Terahertz-Strahlen eignen sich dazu, die Änderung des Wassergehalts von Blättern zu ermitteln, ohne diese zu zerstören. Das demonstrieren Marburger Biologen und Physiker in einer aktuellen Veröffentlichung, die in einer Sonderausgabe der Fachzeitschrift "Plant Physiology" erscheint. In den Messungen des Teams führte ein verringerter Wassergehalt zu erhöhter Durchlässigkeit der Blätter für Terahertz-Wellen, schreiben die Autorinnen und Autoren. Das neue Verfahren erlaubt die genaue Beobachtung von Stressreaktionen an vielen Einzelpflanzen über lange Zeiträume hinweg.

Der globale Treibhauseffekt lässt für die Zukunft extreme Witterungsbedingungen im Mittelmeerraum und in Zentraleuropa erwarten, etwa ausgeprägte Dürreperioden. "Die meisten Baumarten reagieren sehr empfindlich auf den Trockenstress, der durch Wassermangel ausgelöst wird", erläutert der Marburger Naturschutzbiologe David Behringer, Mitverfasser der aktuellen Publikation. Will man die Überlebenschancen von Pflanzen unter veränderten Umweltbedingungen abschätzen, muss man die genetischen und physiologischen Hintergründe der Trockenstresstoleranz bei verschiedenen Pflanzen möglichst genau kennen.

"Bislang fehlte jedoch ein Verfahren, mit dem sich die Stressreaktionen von Pflanzen gezielt untersuchen lassen", ergänzt Professorin Dr. Birgit Ziegenhagen, Leiterin der Arbeitsgruppe Naturschutzbiologe und Koautorin der Studie: "Die verfügbaren Messmethoden bewerten den Trockenstress entweder nur über indirekte Vorgänge, oder die Messung führt zur Zerstörung des Pflanzenmaterials."

Die Wissenschaftler nutzten daher Terahertz-Strahlen, das sind elektromagnetische Wellen im Spektrum zwischen Mikrowellen und infrarotem Licht. Die Biologen konnten hierfür auf das Know-how ihrer Kollegen aus dem Fachgebiet Experimentelle Halbleiterphysik zurückgreifen. "Es hat sich gezeigt, dass Wasser die Terahertz-Wellen ausgesprochen stark absorbiert, während diese viele Feststoffe ungehindert durchdringen", erklärt der Physiker Professor Dr. Martin Koch, der ebenfalls an der aktuellen Veröffentlichung beteiligt ist. Die Forscher machten sich einen weiteren Vorteil der Terahertz-Wellen zunutze, wie Koautor Norman Born aus Kochs Arbeitsgruppe ausführt: "Da die Terahertz-Wellen eine viel kürzere Wellenlänge als Mikrowellenstrahlung haben, wird es überhaupt erst möglich, die dünnen Tannennadeln zu messen."

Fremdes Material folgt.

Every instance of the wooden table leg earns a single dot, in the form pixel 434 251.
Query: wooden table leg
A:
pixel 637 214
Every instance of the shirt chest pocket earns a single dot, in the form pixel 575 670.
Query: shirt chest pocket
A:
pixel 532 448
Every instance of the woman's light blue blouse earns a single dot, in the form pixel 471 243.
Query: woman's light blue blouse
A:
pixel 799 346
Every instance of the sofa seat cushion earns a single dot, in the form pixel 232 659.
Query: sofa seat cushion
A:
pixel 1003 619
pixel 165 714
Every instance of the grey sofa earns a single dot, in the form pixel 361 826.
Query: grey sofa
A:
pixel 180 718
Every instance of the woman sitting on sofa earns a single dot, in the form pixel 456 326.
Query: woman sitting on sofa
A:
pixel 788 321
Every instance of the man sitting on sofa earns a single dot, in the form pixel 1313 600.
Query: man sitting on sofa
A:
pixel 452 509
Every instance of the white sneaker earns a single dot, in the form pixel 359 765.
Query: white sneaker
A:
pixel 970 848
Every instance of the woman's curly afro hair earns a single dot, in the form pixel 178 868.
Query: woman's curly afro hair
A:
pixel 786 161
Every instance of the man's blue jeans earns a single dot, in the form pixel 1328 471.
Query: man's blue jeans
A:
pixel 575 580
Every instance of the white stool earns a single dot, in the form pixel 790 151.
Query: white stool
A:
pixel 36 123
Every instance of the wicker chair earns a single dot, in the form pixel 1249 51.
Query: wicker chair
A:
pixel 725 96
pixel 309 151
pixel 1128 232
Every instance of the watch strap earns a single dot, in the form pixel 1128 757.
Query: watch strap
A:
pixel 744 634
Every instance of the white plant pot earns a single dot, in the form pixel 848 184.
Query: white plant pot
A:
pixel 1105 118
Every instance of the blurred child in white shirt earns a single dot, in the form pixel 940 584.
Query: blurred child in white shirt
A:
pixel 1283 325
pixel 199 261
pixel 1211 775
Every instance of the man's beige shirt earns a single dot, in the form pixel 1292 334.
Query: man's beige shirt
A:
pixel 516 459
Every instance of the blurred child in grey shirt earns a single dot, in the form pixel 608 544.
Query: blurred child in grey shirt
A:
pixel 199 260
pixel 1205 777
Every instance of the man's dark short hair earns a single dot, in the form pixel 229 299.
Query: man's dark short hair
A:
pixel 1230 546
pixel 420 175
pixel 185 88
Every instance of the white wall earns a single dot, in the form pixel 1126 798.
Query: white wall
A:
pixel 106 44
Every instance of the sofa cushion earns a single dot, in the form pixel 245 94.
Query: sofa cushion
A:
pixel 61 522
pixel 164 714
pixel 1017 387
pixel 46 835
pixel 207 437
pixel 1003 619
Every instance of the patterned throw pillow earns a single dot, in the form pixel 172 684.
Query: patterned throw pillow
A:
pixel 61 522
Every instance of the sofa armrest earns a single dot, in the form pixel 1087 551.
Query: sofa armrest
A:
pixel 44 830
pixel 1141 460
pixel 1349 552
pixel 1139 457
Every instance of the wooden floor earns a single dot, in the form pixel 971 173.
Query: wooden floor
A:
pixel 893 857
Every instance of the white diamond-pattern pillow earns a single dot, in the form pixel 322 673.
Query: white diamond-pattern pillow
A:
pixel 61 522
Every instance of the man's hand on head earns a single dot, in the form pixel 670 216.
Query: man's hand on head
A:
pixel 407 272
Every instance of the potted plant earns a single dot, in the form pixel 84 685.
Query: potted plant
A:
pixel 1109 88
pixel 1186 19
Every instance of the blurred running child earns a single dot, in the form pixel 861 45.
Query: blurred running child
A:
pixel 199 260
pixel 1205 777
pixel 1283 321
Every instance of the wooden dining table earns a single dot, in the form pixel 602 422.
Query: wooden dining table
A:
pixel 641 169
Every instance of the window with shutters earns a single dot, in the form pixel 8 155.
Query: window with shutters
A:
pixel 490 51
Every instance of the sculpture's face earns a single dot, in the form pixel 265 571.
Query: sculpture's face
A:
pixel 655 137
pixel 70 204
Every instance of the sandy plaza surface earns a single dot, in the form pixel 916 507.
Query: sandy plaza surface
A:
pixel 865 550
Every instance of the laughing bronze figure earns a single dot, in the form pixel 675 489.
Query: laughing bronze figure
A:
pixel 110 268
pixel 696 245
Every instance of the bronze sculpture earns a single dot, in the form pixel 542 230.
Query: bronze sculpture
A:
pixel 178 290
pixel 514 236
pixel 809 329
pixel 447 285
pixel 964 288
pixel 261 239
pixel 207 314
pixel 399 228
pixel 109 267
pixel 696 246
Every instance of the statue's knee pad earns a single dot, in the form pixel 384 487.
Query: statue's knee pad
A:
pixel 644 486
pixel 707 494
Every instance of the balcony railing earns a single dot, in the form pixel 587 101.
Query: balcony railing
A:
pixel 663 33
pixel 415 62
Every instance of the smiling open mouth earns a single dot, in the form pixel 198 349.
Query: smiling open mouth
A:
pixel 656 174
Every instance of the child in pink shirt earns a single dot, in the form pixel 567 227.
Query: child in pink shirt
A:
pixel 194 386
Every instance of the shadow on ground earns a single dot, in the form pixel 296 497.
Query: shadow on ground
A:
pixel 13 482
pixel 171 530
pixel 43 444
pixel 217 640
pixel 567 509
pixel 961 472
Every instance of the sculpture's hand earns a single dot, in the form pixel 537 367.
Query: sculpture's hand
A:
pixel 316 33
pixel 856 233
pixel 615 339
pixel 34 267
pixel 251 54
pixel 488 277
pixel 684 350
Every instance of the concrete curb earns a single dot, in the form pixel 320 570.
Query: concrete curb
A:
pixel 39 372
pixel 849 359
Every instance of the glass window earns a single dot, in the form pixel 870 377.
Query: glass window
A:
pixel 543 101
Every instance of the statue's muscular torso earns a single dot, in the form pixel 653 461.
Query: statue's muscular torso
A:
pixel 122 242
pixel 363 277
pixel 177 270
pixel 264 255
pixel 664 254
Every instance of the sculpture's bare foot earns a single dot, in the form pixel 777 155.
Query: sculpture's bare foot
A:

Die Autoren testeten ihr Verfahren an Weißtannensämlingen, da Nadelbäume mit ihren kleinen Blattoberflächen besonders schwer zu untersuchen sind, wenn man die bislang üblichen Methoden anwendet. Tannen sieht man nicht ohne Weiteres an, wie stark sie unter Trockenstress leiden - im Gegensatz zu manch anderen Pflanzenarten, die bei Wassermangel schon mal die Blätter hängen lassen.

Die Wissenschaftler überwachten erstmals viele Pflanzensämlinge über einen Zeitraum von mehreren Wochen hinweg mit der neuen Technik, um Stressreaktionen direkt zu beobachten, zu vergleichen und zu bewerten. Hierfür bestrahlten sie eine Reihe von Pflänzchen immer wieder mittels eines präzise gesteuerten Messkopfs mit Terahertz-Wellen, so dass sie die Veränderung des Wassergehalts in den Tannennadeln genau und in Echtzeit aufzeichnen konnten. Dies war erst durch die in Marburg entwickelte Bauform des dafür angewendeten Terahertz-Spektrometers machbar.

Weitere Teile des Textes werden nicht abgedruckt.